In this project I collaborated with English teachers at the secondary school IES Valmayor located in Valdemorillo, Spain. I worked with the students for ten weeks on a drama-based unit that integrated the vocabulary and grammar topics covered by the teachers in their regular classes. Students started by creating characters based off of famous people who had changed the world for the better. Then, in a dramatic framework as famous people collaborating in groups to change the world, students were invited to work in groups as their characters to develop an “invention for a cleaner planet” that they presented at a United Nation Special Committee for Changing the World for the Better. 

Exploring Critical Intercultural Pedagogy Through Process Drama Online

I completed this residency as part of my final Applied Project Thesis for my Masters in Fine Arts degree in Theatre for Youth and Communities at Arizona State University. Through engaging aspects of Participatory Action Research methodology, this project’s inquiry focused on how critical intercultural language pedagogy impacts how and what methods of performative language teaching practitioners and teachers employ in the English as an Additional Language Class. I designed and facilitated a virtual five-session residency at two schools Phoenix, Arizona with two group of emergent bilingual students in the sixth to eighth grade. I used Process Drama as my performative approach to explore a topic decided on by the participants surrounding “The future of…?” Through video-recording, post-session focus groups gathering aesthetic, written, and verbal responses, an end of project questionnaire, and a teacher-research journal, I employed inductive data analysis measures as inquiry into the participants’ intercultural learning in the workshops.

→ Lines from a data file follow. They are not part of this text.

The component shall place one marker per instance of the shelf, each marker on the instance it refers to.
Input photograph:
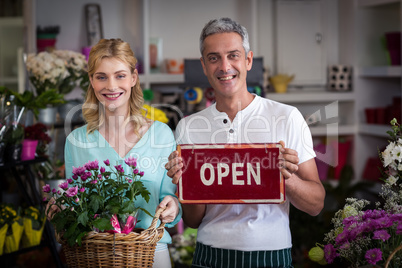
(161, 78)
(308, 97)
(374, 130)
(381, 71)
(342, 130)
(372, 3)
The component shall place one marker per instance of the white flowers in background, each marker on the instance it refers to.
(62, 70)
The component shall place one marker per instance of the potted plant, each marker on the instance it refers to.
(98, 207)
(370, 236)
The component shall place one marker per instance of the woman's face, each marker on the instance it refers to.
(112, 82)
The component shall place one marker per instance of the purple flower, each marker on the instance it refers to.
(63, 185)
(79, 171)
(46, 188)
(330, 253)
(131, 161)
(92, 165)
(119, 168)
(381, 235)
(72, 191)
(399, 228)
(373, 255)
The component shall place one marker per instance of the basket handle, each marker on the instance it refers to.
(156, 218)
(392, 255)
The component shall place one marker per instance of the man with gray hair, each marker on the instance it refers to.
(245, 235)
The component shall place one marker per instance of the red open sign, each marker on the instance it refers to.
(231, 173)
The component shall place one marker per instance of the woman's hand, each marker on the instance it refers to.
(51, 209)
(171, 205)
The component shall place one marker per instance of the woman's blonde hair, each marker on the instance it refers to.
(93, 110)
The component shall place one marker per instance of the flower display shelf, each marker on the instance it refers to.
(32, 198)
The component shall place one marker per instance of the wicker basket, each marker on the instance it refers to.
(136, 249)
(392, 255)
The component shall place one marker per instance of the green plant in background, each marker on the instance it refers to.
(302, 223)
(360, 235)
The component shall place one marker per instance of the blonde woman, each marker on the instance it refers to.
(116, 130)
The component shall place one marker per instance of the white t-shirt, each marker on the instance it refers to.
(248, 227)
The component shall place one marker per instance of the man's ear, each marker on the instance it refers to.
(249, 60)
(203, 65)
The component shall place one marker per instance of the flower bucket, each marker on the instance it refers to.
(136, 249)
(3, 232)
(31, 237)
(47, 116)
(12, 241)
(28, 149)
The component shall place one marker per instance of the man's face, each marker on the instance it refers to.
(225, 64)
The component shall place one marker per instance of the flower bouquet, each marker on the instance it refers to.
(60, 69)
(97, 216)
(370, 236)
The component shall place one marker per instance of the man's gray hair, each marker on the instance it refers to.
(224, 25)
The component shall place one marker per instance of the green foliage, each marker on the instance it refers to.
(93, 196)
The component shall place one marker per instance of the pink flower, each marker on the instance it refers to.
(131, 161)
(92, 165)
(63, 185)
(79, 171)
(373, 255)
(72, 191)
(381, 235)
(46, 188)
(119, 168)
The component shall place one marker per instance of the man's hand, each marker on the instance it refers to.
(171, 205)
(289, 161)
(174, 167)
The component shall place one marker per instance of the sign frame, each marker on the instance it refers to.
(275, 189)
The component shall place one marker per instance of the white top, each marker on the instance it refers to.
(248, 227)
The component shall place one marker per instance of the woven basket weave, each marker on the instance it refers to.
(136, 249)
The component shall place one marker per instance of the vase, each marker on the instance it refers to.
(47, 116)
(28, 149)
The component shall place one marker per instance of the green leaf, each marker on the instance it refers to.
(103, 224)
(83, 218)
(95, 202)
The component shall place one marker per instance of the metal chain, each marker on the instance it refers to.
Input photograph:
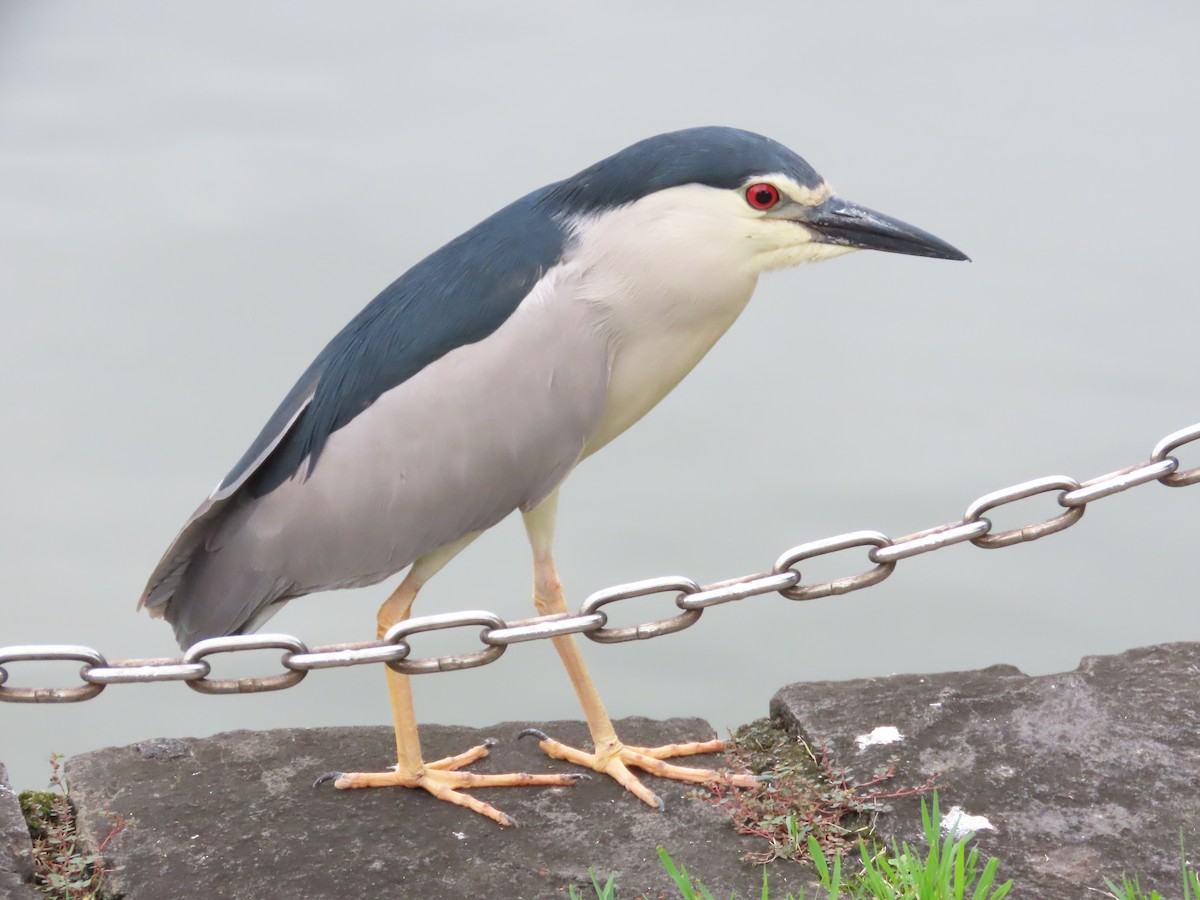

Engaging Intercultural Awareness in Language Learning Through Performative Language Teaching

A sample twelve lesson curriculum that draws from theoretical framing and research into how to engage intercultural learning in the language classroom. This curriculum is geared towards ninth grade ESL students in an English as an Additional Language course.

English Language Learning Theatre Workshops

Sample lessons from a five-week class that I designed and taught at the Marc Atkinson Recreation Center in Phoenix . The center is located in an area with a high population of refugee and asylum-seeking families, and many of the youth who attend this recreation center are dual-language speakers. The class focused on building English language literacy skills through drama-based work.

Goodbye Summer, Hello Autumn Story Drama

I co-wrote and facilitated this lesson with one of my former fellow classmates. We taught this workshop to a group three to five-year-olds as part of our Story Drama and Literacy residency with the City of Tempe Public Library. The lesson centers on exploring the seasons through the book “Goodbye Summer, Hello Autumn” by Kenard Park.

Why Drama? Sample Lessons for How to Use Drama in an English as a Second Language Classroom

This handbook is designed for English as a Second Language teachers to be able to access drama-based lessons for their classrooms. The focus of the sample lessons center on five-day unit exploring body parts through reading the short-story “The Gruffalo” by Julia Donaldson in the context of a 1st grade ESL class. The lessons give a brief overview and a general idea of methods and techniques that could be adapted and utilized with any age group and language ability.

Go Green: Building an Environmental Project Proposal Through Drama in the Language Classroom

This residency is for a Primary/Grade Six English as a Foreign Language classroom, similar to the class I taught while working at the bilingual school in Madrid, Spain. The sessions focus on vocabulary from a unit on the environment and sustainability.

Drama for Teaching and Learning Sample Syllabus

I designed this syllabus as part of my work apprenticing my professor Mary McAvoy in her Creative Drama with Youth (Drama for Teaching and Learning) undergraduate course at Arizona State University. This course is offered for students in the Education or the Theatre department. As I have apprenticed this course as well as created my own syllabus, I am now qualified to teach this class at a university level.